The researchers found that just 15.8% of Black patients with MM received autoHCT while 18.7% of white, 21.1% of Hispanic, and 21.2% of Asian patients utilized the treatment. But this study went a step further than many previous ones. 

“We looked at trends over time rather than as a whole only, and we wanted to see if those trends persisted through what we call time eras,” Esteghamat said. 

Breaking down the data into five-year periods revealed that autoHCT utilization increased from 5.7% to 27.4%. But looking at patient demographics showed that Black patients were less likely to receive the treatment than white patients in all time periods, and the gap widened over time, particularly after 2005. 

That’s despite a higher prevalence of MM and younger age at diagnosis in Black people, compared to non-Hispanic white people, Esteghamat said. 

Additionally, Esteghamat and her colleagues found that 28.4% of patients  with MM with private or military health insurance received autoHCT, while 25.4% of those with public government insurance and 9.8% of uninsured patients received the treatment. 

This gap remained consistent throughout the study periods.

“We are the first to report no improvements over time in the likelihood of autoHCT with Medicare or Medicaid compared to private insurance,” the study authors said.

Although medical advances have decreased cancer incidence, morbidity, and mortality overall, “the gaps in outcomes between Black and white people with cancer have generally remained the same,” Ruben Mesa, president of Atrium Health Levine Cancer, Peter Voorhees, leader of the center’s myeloma-dysproteinemia program, and Nadine Barrett, associate director of community outreach and engagement at Atrium Health Wake Forest Baptist Comprehensive Cancer Center, said in a joint statement to The Cancer Letter

“This important study highlights opportunities to understand the multi-level factors that contribute to these disparities impacting Black and low-income patients, and develop the multi-level interventions needed to mitigate them,” the statement said.  

Mesa, Voorhees, and Barrett were not involved in the study.

Anne Quinn Young, chief mission officer of the Multiple Myeloma Research Foundation, agrees.

“It’s very, very important to keep highlighting these differences [in treatment utilization] for the entire community—both the healthcare community and the patient caregiver community—to realize that there are still these inequities in access to care that result in worse outcomes,” said Quinn Young, who was not involved in the study. 

But when there’s equitable access to care, she said, outcomes tend to be similar. 

For instance, a 2017 study in Transplantation and Cellular Therapy found that once patients with MM were evaluated at a transplant center, there were no differences in who received treatment based on ethnicity.
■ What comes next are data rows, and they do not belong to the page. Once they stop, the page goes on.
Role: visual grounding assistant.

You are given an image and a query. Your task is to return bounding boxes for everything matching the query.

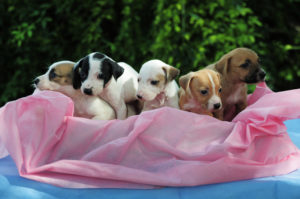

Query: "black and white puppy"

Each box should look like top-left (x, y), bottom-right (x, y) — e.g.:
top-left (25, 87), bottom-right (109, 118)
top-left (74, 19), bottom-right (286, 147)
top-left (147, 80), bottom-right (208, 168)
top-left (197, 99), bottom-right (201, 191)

top-left (73, 52), bottom-right (138, 119)
top-left (34, 61), bottom-right (116, 120)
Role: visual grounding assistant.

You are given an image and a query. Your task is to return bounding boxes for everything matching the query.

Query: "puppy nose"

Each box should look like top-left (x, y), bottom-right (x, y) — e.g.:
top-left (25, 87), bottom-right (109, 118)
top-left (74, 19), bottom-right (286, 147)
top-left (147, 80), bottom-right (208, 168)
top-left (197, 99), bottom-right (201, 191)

top-left (136, 95), bottom-right (143, 99)
top-left (258, 71), bottom-right (266, 79)
top-left (83, 88), bottom-right (93, 95)
top-left (214, 103), bottom-right (221, 109)
top-left (33, 78), bottom-right (40, 85)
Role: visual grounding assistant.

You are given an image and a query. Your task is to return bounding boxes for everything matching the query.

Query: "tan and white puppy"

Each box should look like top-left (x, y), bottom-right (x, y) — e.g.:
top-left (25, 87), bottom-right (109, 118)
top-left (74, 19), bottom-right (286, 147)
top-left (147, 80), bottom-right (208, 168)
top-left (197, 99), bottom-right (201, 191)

top-left (207, 48), bottom-right (266, 121)
top-left (137, 59), bottom-right (180, 111)
top-left (34, 61), bottom-right (116, 120)
top-left (179, 69), bottom-right (222, 119)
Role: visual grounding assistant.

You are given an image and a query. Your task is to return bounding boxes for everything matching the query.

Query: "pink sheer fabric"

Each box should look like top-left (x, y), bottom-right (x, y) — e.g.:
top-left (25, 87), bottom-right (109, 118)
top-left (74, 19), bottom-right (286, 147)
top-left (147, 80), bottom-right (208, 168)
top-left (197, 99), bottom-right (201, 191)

top-left (0, 83), bottom-right (300, 188)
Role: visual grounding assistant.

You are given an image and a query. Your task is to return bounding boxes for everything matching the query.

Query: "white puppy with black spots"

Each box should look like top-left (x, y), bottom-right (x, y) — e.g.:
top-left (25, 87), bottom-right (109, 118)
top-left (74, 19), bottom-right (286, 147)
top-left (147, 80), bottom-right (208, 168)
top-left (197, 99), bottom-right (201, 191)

top-left (137, 59), bottom-right (180, 111)
top-left (34, 61), bottom-right (116, 120)
top-left (73, 52), bottom-right (138, 119)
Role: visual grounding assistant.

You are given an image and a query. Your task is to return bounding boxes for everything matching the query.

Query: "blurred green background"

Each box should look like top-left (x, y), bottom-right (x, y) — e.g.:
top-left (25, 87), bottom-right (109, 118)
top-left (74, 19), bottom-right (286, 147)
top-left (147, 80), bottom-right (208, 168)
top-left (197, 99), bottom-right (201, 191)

top-left (0, 0), bottom-right (300, 106)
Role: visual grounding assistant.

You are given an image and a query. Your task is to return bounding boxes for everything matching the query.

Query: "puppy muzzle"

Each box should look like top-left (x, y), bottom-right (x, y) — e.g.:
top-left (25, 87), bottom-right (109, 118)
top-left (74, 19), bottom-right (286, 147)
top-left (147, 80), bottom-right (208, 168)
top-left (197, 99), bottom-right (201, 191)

top-left (83, 88), bottom-right (93, 95)
top-left (245, 69), bottom-right (266, 84)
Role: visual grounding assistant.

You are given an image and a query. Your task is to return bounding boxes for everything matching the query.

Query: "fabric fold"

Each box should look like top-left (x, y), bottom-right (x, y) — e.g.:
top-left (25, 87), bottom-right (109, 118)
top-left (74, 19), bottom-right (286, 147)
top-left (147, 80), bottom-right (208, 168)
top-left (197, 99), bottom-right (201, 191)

top-left (0, 83), bottom-right (300, 189)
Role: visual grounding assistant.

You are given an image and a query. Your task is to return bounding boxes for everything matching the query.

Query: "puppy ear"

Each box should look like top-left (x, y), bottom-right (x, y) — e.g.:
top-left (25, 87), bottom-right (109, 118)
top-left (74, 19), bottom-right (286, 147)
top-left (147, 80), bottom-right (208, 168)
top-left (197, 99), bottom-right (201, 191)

top-left (162, 66), bottom-right (180, 82)
top-left (72, 59), bottom-right (83, 89)
top-left (179, 72), bottom-right (194, 91)
top-left (216, 56), bottom-right (231, 75)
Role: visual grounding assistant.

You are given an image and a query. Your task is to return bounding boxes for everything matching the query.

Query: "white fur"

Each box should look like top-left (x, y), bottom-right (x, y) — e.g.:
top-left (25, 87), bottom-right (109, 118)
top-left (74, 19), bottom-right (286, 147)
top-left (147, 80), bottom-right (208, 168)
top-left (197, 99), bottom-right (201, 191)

top-left (36, 61), bottom-right (116, 120)
top-left (81, 53), bottom-right (138, 119)
top-left (207, 73), bottom-right (222, 111)
top-left (137, 60), bottom-right (179, 111)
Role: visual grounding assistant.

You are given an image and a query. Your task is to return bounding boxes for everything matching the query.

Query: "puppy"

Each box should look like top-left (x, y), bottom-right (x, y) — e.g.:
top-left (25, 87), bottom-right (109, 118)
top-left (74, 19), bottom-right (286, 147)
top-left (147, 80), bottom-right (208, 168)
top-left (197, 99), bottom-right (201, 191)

top-left (207, 48), bottom-right (266, 121)
top-left (73, 52), bottom-right (138, 119)
top-left (179, 69), bottom-right (222, 119)
top-left (34, 61), bottom-right (116, 120)
top-left (137, 60), bottom-right (180, 111)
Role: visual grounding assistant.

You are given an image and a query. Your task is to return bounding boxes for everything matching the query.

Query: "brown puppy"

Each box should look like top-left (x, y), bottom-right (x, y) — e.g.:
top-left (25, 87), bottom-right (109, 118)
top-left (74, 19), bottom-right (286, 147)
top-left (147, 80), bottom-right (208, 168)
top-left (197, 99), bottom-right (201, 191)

top-left (179, 69), bottom-right (222, 117)
top-left (207, 48), bottom-right (266, 121)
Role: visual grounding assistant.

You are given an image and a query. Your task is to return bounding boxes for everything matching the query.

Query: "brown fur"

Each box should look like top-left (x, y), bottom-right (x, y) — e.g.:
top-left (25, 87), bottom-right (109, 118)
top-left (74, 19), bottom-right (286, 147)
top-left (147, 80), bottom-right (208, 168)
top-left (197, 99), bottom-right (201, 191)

top-left (51, 64), bottom-right (74, 85)
top-left (179, 69), bottom-right (221, 117)
top-left (162, 66), bottom-right (180, 82)
top-left (207, 48), bottom-right (262, 120)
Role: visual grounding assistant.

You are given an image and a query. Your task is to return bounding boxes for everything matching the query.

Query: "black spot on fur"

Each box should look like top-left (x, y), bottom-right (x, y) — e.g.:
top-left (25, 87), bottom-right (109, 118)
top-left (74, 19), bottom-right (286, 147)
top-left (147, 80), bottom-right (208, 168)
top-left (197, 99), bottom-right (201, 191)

top-left (72, 56), bottom-right (90, 89)
top-left (100, 59), bottom-right (124, 87)
top-left (93, 52), bottom-right (105, 59)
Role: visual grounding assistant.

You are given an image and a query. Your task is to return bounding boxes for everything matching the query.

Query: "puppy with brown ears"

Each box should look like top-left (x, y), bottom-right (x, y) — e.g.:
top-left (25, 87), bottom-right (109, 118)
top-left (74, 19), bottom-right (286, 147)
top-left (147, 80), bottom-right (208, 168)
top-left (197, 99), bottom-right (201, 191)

top-left (34, 61), bottom-right (116, 120)
top-left (207, 48), bottom-right (266, 121)
top-left (137, 59), bottom-right (180, 111)
top-left (179, 69), bottom-right (222, 119)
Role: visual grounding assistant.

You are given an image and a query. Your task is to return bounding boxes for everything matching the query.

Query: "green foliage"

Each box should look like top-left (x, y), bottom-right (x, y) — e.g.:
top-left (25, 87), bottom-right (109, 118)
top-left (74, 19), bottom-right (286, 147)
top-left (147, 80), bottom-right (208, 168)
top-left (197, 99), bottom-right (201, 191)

top-left (0, 0), bottom-right (300, 106)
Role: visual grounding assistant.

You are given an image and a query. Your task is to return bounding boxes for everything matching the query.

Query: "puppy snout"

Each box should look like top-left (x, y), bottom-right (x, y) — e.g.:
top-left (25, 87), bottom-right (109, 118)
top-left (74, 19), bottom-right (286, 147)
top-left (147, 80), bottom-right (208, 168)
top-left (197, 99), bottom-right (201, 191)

top-left (214, 103), bottom-right (221, 110)
top-left (258, 71), bottom-right (266, 80)
top-left (33, 78), bottom-right (40, 85)
top-left (83, 88), bottom-right (93, 95)
top-left (136, 94), bottom-right (143, 99)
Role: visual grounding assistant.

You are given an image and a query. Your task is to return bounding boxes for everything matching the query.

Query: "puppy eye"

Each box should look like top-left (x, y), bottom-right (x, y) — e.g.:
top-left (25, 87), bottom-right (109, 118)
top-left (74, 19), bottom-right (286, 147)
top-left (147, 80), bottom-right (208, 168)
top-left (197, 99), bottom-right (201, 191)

top-left (80, 72), bottom-right (86, 79)
top-left (97, 74), bottom-right (104, 79)
top-left (150, 80), bottom-right (159, 85)
top-left (200, 90), bottom-right (208, 95)
top-left (49, 69), bottom-right (56, 79)
top-left (241, 62), bottom-right (249, 68)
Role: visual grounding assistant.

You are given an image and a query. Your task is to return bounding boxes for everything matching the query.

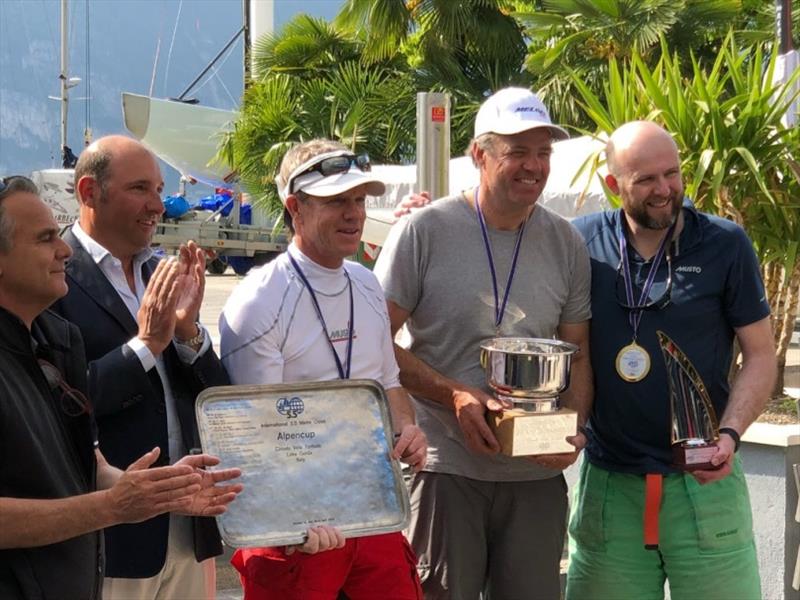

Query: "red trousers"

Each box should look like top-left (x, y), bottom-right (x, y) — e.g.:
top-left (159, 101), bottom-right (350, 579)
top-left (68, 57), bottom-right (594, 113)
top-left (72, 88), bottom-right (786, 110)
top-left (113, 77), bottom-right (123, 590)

top-left (231, 533), bottom-right (422, 600)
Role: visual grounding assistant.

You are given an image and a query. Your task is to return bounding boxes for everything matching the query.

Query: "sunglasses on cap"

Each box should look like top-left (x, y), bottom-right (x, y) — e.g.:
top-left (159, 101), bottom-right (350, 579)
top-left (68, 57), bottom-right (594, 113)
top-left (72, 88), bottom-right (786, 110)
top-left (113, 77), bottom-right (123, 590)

top-left (286, 154), bottom-right (372, 195)
top-left (0, 175), bottom-right (35, 199)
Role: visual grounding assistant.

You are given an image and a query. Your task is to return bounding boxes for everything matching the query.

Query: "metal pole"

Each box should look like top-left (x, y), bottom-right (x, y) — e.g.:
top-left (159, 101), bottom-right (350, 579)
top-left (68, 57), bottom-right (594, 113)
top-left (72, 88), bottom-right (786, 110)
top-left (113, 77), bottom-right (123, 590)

top-left (58, 0), bottom-right (69, 156)
top-left (242, 0), bottom-right (251, 89)
top-left (775, 0), bottom-right (793, 54)
top-left (416, 92), bottom-right (450, 199)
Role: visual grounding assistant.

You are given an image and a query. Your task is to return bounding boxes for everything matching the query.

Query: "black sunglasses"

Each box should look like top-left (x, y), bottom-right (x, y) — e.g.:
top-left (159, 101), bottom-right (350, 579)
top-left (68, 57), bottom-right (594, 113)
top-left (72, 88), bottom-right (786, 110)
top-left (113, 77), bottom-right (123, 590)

top-left (0, 175), bottom-right (36, 199)
top-left (287, 154), bottom-right (372, 194)
top-left (39, 358), bottom-right (92, 417)
top-left (614, 252), bottom-right (672, 310)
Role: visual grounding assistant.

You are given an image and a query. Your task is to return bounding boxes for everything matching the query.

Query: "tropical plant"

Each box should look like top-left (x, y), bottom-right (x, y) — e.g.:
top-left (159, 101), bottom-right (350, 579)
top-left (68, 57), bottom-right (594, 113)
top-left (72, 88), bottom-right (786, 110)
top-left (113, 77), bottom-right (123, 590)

top-left (514, 0), bottom-right (744, 126)
top-left (572, 35), bottom-right (800, 393)
top-left (336, 0), bottom-right (530, 97)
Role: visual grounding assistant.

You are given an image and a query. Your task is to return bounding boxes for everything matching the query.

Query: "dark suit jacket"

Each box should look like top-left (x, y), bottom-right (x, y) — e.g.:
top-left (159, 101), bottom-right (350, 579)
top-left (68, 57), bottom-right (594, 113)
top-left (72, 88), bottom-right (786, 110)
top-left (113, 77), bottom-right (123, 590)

top-left (52, 231), bottom-right (230, 578)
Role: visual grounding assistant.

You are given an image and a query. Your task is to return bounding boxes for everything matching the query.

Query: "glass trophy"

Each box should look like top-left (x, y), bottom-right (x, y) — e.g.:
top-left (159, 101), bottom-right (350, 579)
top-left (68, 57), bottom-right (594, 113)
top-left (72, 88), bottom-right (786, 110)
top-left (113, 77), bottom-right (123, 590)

top-left (656, 331), bottom-right (720, 471)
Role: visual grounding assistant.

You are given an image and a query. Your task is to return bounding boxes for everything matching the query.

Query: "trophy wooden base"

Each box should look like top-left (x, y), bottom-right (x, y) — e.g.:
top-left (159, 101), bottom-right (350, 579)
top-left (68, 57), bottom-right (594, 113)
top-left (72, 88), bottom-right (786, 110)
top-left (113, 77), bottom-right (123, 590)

top-left (486, 408), bottom-right (578, 456)
top-left (672, 442), bottom-right (722, 471)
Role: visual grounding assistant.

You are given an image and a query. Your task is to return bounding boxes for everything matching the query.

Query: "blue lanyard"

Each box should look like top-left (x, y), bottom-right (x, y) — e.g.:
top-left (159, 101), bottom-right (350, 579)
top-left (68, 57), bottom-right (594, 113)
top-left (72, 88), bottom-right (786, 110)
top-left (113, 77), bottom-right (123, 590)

top-left (474, 187), bottom-right (530, 330)
top-left (619, 209), bottom-right (678, 341)
top-left (289, 254), bottom-right (354, 379)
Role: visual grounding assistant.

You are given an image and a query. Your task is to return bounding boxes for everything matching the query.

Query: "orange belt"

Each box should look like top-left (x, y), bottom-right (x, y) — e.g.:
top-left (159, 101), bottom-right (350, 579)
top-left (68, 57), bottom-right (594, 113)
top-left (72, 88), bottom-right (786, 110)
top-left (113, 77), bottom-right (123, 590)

top-left (644, 473), bottom-right (664, 550)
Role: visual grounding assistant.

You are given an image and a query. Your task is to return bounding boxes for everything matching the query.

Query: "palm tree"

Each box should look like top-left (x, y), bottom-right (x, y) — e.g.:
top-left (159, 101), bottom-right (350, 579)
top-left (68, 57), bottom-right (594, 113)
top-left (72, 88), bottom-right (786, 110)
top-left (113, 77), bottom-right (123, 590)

top-left (335, 0), bottom-right (530, 97)
top-left (514, 0), bottom-right (743, 125)
top-left (572, 35), bottom-right (800, 394)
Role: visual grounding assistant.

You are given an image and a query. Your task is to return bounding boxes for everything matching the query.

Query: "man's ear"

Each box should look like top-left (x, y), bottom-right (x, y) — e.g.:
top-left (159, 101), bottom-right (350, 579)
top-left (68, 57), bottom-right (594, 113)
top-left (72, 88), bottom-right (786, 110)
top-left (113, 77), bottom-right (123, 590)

top-left (75, 175), bottom-right (101, 208)
top-left (605, 173), bottom-right (619, 196)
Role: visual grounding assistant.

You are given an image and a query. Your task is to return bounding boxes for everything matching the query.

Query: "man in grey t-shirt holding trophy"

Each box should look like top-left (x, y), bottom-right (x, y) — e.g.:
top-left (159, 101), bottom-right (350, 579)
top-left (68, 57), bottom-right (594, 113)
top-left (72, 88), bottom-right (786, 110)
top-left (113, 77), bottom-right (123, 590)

top-left (375, 88), bottom-right (592, 600)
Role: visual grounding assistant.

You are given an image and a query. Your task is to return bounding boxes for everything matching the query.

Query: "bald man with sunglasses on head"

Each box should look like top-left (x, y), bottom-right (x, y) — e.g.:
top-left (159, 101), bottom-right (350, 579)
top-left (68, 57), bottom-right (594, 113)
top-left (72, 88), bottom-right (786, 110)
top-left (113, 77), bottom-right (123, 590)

top-left (220, 140), bottom-right (426, 600)
top-left (566, 121), bottom-right (776, 600)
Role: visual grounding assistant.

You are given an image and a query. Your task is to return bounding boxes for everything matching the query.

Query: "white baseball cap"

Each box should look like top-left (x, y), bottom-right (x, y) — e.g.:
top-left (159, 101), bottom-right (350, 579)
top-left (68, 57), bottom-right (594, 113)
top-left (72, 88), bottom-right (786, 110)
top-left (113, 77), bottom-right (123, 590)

top-left (278, 150), bottom-right (386, 204)
top-left (475, 88), bottom-right (569, 140)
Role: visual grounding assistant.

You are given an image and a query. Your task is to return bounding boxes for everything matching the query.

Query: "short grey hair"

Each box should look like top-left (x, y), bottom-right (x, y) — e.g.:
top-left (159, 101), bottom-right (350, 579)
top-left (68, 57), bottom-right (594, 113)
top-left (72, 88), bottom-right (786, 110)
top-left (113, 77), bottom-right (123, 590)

top-left (75, 145), bottom-right (112, 194)
top-left (275, 138), bottom-right (349, 234)
top-left (0, 175), bottom-right (39, 254)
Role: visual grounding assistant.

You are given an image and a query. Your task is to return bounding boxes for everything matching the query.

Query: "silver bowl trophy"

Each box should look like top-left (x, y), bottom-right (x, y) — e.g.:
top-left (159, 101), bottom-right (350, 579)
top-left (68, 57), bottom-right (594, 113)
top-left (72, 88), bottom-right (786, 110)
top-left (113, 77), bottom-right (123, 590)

top-left (481, 337), bottom-right (578, 456)
top-left (195, 379), bottom-right (410, 547)
top-left (656, 331), bottom-right (719, 471)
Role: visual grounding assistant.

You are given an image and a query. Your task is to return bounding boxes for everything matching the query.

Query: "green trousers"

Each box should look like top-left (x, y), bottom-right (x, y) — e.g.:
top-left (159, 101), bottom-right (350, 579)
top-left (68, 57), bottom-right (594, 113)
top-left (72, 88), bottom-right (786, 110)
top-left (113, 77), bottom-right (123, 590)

top-left (566, 456), bottom-right (761, 600)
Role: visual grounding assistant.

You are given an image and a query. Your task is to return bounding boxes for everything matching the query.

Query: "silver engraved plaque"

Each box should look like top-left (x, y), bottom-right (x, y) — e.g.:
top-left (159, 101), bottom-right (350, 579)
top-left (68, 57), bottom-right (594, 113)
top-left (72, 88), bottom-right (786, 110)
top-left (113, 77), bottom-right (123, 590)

top-left (195, 379), bottom-right (410, 547)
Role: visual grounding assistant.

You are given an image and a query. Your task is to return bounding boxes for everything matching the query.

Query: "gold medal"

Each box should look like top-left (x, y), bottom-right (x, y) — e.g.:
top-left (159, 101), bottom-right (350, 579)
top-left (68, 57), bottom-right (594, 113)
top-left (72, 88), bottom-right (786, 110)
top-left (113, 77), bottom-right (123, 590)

top-left (616, 342), bottom-right (650, 382)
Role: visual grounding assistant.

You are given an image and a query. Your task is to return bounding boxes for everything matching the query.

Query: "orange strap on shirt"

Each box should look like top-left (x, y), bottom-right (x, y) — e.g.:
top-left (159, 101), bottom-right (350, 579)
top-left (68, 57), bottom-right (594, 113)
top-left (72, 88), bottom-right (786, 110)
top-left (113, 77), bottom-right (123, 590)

top-left (644, 473), bottom-right (664, 550)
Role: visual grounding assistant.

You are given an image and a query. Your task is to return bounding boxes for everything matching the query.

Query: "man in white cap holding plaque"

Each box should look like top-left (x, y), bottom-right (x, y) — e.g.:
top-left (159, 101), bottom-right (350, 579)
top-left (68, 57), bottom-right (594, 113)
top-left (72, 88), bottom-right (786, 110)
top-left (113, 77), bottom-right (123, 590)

top-left (220, 140), bottom-right (426, 600)
top-left (375, 88), bottom-right (591, 600)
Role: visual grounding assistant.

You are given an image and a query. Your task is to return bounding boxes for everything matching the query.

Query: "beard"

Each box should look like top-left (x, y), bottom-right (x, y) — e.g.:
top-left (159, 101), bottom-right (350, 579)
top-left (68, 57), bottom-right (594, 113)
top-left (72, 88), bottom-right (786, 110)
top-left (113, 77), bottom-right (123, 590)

top-left (625, 194), bottom-right (682, 231)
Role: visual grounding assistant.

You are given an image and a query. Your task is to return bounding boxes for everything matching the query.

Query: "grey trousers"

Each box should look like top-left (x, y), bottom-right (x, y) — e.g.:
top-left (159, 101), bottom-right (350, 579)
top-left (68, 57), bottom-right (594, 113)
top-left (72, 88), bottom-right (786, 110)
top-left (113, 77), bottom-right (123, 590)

top-left (408, 472), bottom-right (567, 600)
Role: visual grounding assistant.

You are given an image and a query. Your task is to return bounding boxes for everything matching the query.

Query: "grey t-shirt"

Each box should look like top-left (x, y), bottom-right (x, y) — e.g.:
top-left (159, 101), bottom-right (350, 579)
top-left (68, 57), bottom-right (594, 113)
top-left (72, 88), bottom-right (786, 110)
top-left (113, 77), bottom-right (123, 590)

top-left (375, 195), bottom-right (591, 481)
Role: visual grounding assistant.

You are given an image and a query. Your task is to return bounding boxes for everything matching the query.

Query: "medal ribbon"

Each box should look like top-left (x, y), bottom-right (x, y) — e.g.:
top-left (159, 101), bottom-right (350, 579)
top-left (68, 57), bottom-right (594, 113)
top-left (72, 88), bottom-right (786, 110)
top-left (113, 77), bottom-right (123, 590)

top-left (619, 209), bottom-right (678, 342)
top-left (474, 187), bottom-right (528, 330)
top-left (289, 254), bottom-right (353, 379)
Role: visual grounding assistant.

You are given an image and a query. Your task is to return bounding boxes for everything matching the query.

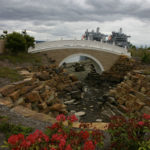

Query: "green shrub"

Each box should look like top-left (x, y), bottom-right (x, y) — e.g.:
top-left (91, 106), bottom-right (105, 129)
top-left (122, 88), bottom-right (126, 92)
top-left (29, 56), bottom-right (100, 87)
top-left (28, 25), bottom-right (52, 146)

top-left (0, 121), bottom-right (33, 139)
top-left (142, 52), bottom-right (150, 64)
top-left (0, 31), bottom-right (34, 54)
top-left (5, 32), bottom-right (26, 54)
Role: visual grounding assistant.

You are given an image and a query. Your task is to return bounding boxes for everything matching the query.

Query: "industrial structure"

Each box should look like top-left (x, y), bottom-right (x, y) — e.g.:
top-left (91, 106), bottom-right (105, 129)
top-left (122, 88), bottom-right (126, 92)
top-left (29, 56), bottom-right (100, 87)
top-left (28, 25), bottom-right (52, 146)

top-left (82, 27), bottom-right (130, 48)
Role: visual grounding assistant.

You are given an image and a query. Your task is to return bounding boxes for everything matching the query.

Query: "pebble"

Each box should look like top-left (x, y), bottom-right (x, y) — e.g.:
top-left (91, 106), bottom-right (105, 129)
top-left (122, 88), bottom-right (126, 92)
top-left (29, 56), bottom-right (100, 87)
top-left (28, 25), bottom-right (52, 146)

top-left (64, 99), bottom-right (75, 104)
top-left (75, 111), bottom-right (85, 117)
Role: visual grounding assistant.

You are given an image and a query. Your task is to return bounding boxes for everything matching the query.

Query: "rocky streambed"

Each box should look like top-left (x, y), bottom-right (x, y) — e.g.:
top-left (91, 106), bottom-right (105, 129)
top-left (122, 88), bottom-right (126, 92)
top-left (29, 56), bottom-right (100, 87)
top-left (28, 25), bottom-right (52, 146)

top-left (0, 56), bottom-right (150, 125)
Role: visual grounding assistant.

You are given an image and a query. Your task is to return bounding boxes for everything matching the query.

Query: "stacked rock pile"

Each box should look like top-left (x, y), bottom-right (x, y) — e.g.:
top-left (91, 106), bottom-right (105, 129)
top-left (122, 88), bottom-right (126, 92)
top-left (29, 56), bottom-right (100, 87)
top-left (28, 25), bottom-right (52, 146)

top-left (0, 65), bottom-right (81, 116)
top-left (109, 70), bottom-right (150, 114)
top-left (99, 55), bottom-right (137, 83)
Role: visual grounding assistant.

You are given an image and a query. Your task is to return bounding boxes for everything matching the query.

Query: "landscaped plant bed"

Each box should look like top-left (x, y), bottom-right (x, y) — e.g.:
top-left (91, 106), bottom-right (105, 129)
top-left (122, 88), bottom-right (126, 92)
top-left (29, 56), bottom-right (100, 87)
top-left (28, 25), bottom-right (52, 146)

top-left (2, 114), bottom-right (150, 150)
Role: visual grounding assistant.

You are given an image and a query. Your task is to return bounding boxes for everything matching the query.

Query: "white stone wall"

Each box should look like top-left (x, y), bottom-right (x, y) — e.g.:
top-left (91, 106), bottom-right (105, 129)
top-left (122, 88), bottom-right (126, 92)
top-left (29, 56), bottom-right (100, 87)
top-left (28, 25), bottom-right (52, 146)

top-left (28, 40), bottom-right (131, 57)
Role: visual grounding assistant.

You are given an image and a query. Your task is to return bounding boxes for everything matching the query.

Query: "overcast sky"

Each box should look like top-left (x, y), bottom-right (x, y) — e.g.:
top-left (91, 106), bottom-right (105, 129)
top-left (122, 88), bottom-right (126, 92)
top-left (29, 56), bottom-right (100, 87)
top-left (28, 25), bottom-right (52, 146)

top-left (0, 0), bottom-right (150, 45)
This suggests that access to transplant centers and referral bias play into these outcomes, Esteghamat said. 

Other factors, such as more MM diagnoses, mistrust of the healthcare system, and lack of financial and caregiver support, may also contribute to disparities in treatment utilization, she said. 

While the new study could not delve into why some people received autoHCT while others did not, Esteghamat said, “it gives us a sense that this is a persistent problem and a worsening problem.”